BATAM, KOMPAS.com – PT Makmur Elok Graha (MEG) membantah keras bahwa pelaku dugaan pencurian yang diamankan warga di Kampung Sungai Buluh, Rempang Eco City, pada Selasa (28/4/2026) merupakan karyawan perusahaan. Klarifikasi ini disampaikan menyusul pemberitaan yang beredar mengenai insiden tersebut.

Melalui keterangan resminya, Humas PT Makmur Elok Graha menegaskan bahwa individu yang diamankan warga bukanlah bagian dari struktur karyawan mereka. Pernyataan tersebut disampaikan dalam bentuk tertulis pada Sabtu (2/5/2026) siang.

“Dapat kami tegaskan bahwa oknum yang dimaksud bukan merupakan karyawan PT Makmur Elok Graha (MEG), melainkan pekerja yang berada di kawasan perumahan REC,” demikian kutipan dari pernyataan resmi perusahaan.

MEG menyatakan telah melakukan penelusuran internal setelah menerima informasi mengenai dugaan pencurian tersebut. Perusahaan juga menyatakan keprihatinan atas kejadian yang menimpa warga, namun memastikan bahwa situasi telah berhasil dikendalikan.

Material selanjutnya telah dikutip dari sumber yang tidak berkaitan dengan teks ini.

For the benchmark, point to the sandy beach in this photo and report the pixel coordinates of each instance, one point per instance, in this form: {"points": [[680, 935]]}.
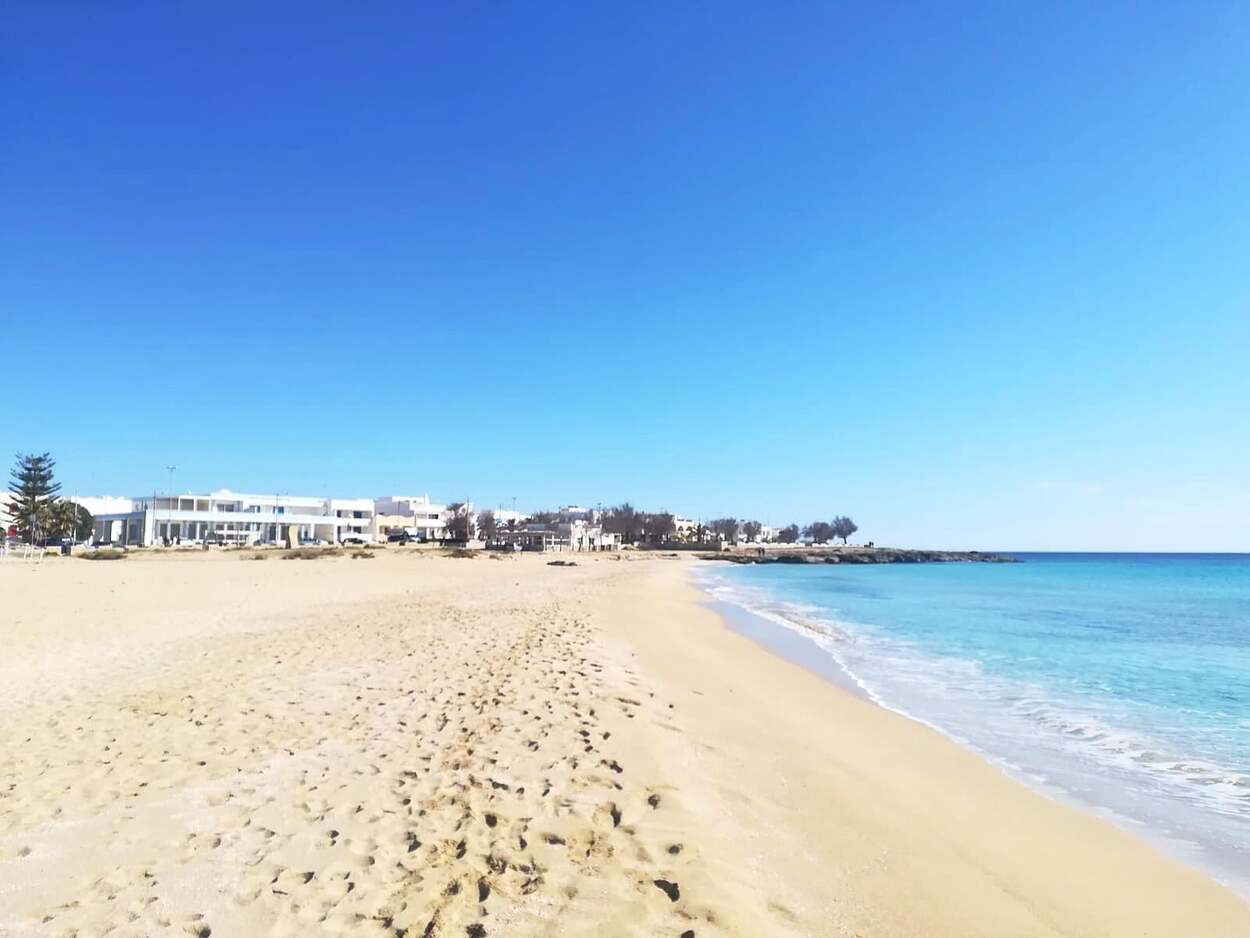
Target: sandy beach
{"points": [[423, 746]]}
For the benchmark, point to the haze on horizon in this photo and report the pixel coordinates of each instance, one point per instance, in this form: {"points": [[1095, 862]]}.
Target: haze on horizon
{"points": [[779, 264]]}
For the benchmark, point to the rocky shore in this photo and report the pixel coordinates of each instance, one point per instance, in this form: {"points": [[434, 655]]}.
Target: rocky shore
{"points": [[855, 555]]}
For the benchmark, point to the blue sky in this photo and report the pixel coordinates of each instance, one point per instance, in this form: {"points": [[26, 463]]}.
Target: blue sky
{"points": [[975, 275]]}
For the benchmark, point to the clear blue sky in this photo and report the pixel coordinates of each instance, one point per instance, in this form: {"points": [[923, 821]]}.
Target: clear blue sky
{"points": [[978, 277]]}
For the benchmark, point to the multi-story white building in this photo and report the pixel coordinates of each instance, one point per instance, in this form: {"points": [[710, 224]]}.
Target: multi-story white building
{"points": [[418, 515], [230, 517]]}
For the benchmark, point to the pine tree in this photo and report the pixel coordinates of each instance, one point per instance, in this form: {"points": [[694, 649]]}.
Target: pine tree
{"points": [[34, 494]]}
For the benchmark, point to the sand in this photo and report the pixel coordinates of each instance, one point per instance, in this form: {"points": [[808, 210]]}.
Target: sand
{"points": [[414, 746]]}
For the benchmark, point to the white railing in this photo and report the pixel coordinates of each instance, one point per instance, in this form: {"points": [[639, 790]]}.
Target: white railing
{"points": [[10, 550]]}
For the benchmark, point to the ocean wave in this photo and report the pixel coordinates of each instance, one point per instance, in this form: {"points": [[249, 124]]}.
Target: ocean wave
{"points": [[1025, 728]]}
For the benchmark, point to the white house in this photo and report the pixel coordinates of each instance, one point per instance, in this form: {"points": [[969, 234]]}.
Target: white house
{"points": [[418, 515], [229, 517]]}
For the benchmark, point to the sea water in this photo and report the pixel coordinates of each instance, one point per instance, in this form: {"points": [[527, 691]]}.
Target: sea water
{"points": [[1119, 682]]}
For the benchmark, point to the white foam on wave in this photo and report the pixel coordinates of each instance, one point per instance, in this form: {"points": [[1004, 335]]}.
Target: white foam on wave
{"points": [[1071, 749]]}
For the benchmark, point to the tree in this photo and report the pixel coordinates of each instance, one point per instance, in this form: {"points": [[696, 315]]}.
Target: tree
{"points": [[625, 520], [69, 519], [844, 527], [459, 523], [660, 525], [820, 532], [488, 525], [34, 494]]}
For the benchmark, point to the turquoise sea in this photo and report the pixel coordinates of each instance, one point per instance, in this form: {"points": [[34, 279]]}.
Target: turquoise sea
{"points": [[1119, 682]]}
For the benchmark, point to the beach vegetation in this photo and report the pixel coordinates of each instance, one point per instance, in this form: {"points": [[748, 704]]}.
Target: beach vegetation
{"points": [[459, 525], [33, 494], [844, 527], [104, 554], [310, 553], [819, 532]]}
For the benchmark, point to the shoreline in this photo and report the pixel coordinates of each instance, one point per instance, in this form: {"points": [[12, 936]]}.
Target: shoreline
{"points": [[790, 644], [349, 747]]}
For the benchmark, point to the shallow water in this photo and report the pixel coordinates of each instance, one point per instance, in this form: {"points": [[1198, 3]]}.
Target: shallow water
{"points": [[1120, 682]]}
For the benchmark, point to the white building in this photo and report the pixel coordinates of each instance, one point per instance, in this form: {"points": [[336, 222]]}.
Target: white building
{"points": [[230, 517], [418, 515]]}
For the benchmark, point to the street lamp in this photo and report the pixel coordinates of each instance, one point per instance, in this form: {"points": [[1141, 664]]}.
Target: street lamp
{"points": [[169, 514]]}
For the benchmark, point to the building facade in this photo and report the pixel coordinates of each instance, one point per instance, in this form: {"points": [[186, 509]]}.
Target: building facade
{"points": [[228, 517], [418, 515]]}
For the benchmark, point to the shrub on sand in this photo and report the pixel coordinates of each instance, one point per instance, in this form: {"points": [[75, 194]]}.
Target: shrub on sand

Tanggapan Soal Upah Pekerja

Lebih lanjut, PT Makmur Elok Graha juga memberikan tanggapan terkait isu yang sempat berkembang mengenai dugaan keterlambatan pembayaran upah sebagai motif pelaku melakukan aksi pencurian. Pihak perusahaan menjelaskan bahwa persoalan upah pekerja bukan menjadi tanggung jawab langsung MEG.

“Terkait permasalahan upah yang disebutkan, hal tersebut sepenuhnya merupakan kewajiban dan tanggung jawab perusahaan terkait kepada pekerjanya,” tegas pernyataan tersebut.

Sebelumnya, seorang pria dilaporkan diamankan oleh warga Kampung Sungai Buluh, Kecamatan Galang, Batam, pada Selasa (28/4/2026) dini hari. Pria tersebut diduga hendak melakukan aksi pencurian di salah satu rumah warga.

Salah seorang warga setempat, Asmah, mengungkapkan bahwa pelaku sempat mengaku sebagai pekerja proyek Rempang Eco City dan menyatakan belum menerima gaji dari kontraktor. Insiden ini dilaporkan menimbulkan keresahan di kalangan warga, terutama karena adanya dugaan aksi serupa yang telah terjadi beberapa kali di wilayah tersebut.

Kepala Unit Reserse Kriminal Polsek Galang, Iptu Hasmir, membenarkan adanya kejadian tersebut. Ia menjelaskan bahwa pelaku diketahui merupakan seorang buruh bangunan yang bekerja di area proyek Tanjung Banon.

“Kasus tersebut telah diselesaikan secara damai setelah pelaku memberikan ganti rugi kepada korban,” jelas Iptu Hasmir.